1 /*
2 *******************************************************************************
3 *
4 *   © 2016 and later: Unicode, Inc. and others.
5 *   License & terms of use: http://www.unicode.org/copyright.html#License
6 *
7 *******************************************************************************
8 *******************************************************************************
9 *
10 *   Copyright (C) 2003-2006, International Business Machines
11 *   Corporation and others.  All Rights Reserved.
12 *
13 *******************************************************************************
14 *   file name:  uit_len8.c
15 *   encoding:   UTF-8
16 *   tab size:   8 (not used)
17 *   indentation:4
18 *
19 *   created on: 2003feb10
20 *   created by: Markus W. Scherer
21 *
22 *   This file contains the implementation of the "lenient UTF-8" UCharIterator
23 *   as used in the uciter8 sample code.
24 *   UTF-8-style macros are defined as well as the UCharIterator.

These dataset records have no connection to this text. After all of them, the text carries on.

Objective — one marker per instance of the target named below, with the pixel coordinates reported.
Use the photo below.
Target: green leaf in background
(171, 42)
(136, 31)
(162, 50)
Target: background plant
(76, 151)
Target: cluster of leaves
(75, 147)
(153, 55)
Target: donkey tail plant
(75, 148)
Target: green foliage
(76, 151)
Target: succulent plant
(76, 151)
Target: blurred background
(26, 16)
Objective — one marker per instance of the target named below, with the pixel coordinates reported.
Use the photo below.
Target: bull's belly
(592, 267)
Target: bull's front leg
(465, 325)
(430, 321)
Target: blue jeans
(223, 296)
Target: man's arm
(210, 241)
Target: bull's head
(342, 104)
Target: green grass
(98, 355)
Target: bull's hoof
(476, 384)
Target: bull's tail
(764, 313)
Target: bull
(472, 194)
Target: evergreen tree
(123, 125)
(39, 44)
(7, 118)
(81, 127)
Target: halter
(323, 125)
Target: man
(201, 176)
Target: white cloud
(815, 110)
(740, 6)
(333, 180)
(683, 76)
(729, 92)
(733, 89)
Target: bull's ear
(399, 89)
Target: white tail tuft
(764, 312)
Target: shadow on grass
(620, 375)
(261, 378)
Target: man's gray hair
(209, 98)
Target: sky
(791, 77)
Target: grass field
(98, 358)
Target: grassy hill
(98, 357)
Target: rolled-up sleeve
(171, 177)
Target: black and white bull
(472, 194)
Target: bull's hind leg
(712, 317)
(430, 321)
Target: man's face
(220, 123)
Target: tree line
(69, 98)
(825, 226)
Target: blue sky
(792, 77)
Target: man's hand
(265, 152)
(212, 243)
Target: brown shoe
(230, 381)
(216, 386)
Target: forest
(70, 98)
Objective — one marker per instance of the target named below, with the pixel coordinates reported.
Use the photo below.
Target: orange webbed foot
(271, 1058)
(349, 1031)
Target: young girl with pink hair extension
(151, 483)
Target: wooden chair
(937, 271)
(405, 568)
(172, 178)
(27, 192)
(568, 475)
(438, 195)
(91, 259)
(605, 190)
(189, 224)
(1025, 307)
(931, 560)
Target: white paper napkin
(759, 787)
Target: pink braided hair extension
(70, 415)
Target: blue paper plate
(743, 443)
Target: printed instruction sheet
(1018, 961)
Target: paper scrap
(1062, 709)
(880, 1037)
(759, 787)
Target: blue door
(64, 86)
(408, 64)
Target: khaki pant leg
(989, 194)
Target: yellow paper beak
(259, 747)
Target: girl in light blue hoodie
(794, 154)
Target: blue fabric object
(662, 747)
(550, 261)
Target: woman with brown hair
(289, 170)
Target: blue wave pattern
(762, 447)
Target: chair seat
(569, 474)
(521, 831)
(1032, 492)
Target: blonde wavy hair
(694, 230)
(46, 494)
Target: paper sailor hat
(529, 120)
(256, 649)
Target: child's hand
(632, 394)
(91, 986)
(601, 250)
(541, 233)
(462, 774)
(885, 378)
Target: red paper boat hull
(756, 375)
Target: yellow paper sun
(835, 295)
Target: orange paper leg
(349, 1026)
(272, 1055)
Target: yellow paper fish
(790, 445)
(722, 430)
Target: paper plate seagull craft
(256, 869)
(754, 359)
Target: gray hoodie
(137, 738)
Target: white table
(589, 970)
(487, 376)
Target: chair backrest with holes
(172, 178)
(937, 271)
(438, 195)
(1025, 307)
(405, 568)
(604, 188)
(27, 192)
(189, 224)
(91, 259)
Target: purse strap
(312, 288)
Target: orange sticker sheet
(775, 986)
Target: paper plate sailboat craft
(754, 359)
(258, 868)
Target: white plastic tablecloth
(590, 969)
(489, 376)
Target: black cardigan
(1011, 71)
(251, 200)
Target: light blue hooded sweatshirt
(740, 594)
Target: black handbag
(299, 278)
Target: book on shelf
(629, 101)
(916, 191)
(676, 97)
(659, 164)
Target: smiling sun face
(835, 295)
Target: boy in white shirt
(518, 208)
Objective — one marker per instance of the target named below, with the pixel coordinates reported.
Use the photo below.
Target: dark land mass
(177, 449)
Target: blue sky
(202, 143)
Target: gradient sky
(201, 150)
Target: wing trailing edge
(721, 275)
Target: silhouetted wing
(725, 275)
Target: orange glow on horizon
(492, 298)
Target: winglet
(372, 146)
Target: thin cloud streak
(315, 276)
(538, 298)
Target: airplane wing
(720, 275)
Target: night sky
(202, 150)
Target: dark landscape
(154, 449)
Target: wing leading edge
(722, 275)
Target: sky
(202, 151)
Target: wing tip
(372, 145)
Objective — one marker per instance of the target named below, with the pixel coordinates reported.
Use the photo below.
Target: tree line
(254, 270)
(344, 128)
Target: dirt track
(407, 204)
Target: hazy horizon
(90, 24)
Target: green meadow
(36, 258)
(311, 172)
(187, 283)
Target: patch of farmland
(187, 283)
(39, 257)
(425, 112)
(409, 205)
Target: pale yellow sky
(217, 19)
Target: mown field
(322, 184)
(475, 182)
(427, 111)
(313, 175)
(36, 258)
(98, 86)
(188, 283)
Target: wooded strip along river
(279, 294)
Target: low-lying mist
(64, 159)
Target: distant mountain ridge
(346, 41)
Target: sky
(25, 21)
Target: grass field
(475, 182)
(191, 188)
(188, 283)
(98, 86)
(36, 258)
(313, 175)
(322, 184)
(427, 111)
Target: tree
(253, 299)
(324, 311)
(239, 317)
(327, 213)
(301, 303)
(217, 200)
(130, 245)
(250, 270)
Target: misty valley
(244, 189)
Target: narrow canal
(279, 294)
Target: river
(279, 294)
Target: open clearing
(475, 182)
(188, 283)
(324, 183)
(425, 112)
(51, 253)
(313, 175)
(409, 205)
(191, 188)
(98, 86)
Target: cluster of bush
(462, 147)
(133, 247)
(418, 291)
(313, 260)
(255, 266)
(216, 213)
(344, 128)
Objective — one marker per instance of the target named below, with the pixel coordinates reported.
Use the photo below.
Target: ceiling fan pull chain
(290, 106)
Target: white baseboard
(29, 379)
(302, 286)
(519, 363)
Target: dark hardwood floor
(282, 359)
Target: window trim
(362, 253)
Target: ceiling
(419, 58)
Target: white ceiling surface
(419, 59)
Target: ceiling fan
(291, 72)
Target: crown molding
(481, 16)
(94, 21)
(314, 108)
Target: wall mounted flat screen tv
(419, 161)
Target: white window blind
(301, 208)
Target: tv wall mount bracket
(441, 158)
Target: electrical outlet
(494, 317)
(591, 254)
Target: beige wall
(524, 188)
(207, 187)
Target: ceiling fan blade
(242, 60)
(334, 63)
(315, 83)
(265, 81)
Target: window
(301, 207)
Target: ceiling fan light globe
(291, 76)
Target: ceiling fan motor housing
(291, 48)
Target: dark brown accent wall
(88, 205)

25 *   The macros are incomplete (do not assemble code points from pairs of
26 *   surrogates, see comment below)
27 *   but sufficient for the iterator.
28 */
29 
30 #include <string.h>
31 #include "unicode/utypes.h"
32 #include "unicode/uiter.h"
33 
34 /* lenient UTF-8/CESU-8 macros ---------------------------------------------- */
35 
36 /*
37  * This code leniently reads 8-bit Unicode strings,
38  * which could contain a mix of UTF-8 and CESU-8.
39  * More precisely:
40  * - supplementary code points may be encoded with dedicated 4-byte sequences
41  *   (UTF-8 style)
42  * - supplementary code points may be encoded with
43  *   pairs of 3-byte sequences, one for each surrogate of the UTF-16 form
44  *   (CESU-8 style)
45  * - single surrogates are allowed, encoded with their "natural" 3-byte sequences
46  *
47  * Limitation:
48  * Right now, the macros do not attempt to assemble code points from pairs of
49  * separately encoded surrogates.
50  * This would not be sufficient for processing based on these macros,
51  * but it is sufficient for a UCharIterator that returns only UChars anyway.
52  *
53  * The code is copied and modified from utf_impl.c and utf8.h.
54  *
55  * Change 2006feb08: Much of the implementation code is replaced by calling
56  * the utf_impl.c functions which accept a new "strict" parameter value
57  * of -2 implementing exactly this leniency.
58  */
59 
60 #define L8_NEXT(s, i, length, c) { \
61     (c)=(uint8_t)(s)[(i)++]; \
62     if((c)>=0x80) { \
63         if(U8_IS_LEAD(c)) { \
64             (c)=utf8_nextCharSafeBody((const uint8_t *)s, &(i), (int32_t)(length), c, -2); \
65         } else { \
66             (c)=U_SENTINEL; \
67         } \
68     } \
69 }
70 
71 #define L8_PREV(s, start, i, c) { \
72     (c)=(uint8_t)(s)[--(i)]; \
73     if((c)>=0x80) { \
74         if((c)<=0xbf) { \
75             (c)=utf8_prevCharSafeBody((const uint8_t *)s, start, &(i), c, -2); \
76         } else { \
77             (c)=U_SENTINEL; \
78         } \
79     } \
80 }
81 
82 /* lenient-8 UCharIterator -------------------------------------------------- */
83 
84 /*
85  * This is a copy of the UTF-8 UCharIterator in uiter.cpp,
86  * except that it uses the lenient-8-bit-Unicode macros above.
87  */
88 
89 /*
90  * Minimal implementation:
91  * Maintain a single-UChar buffer for an additional surrogate.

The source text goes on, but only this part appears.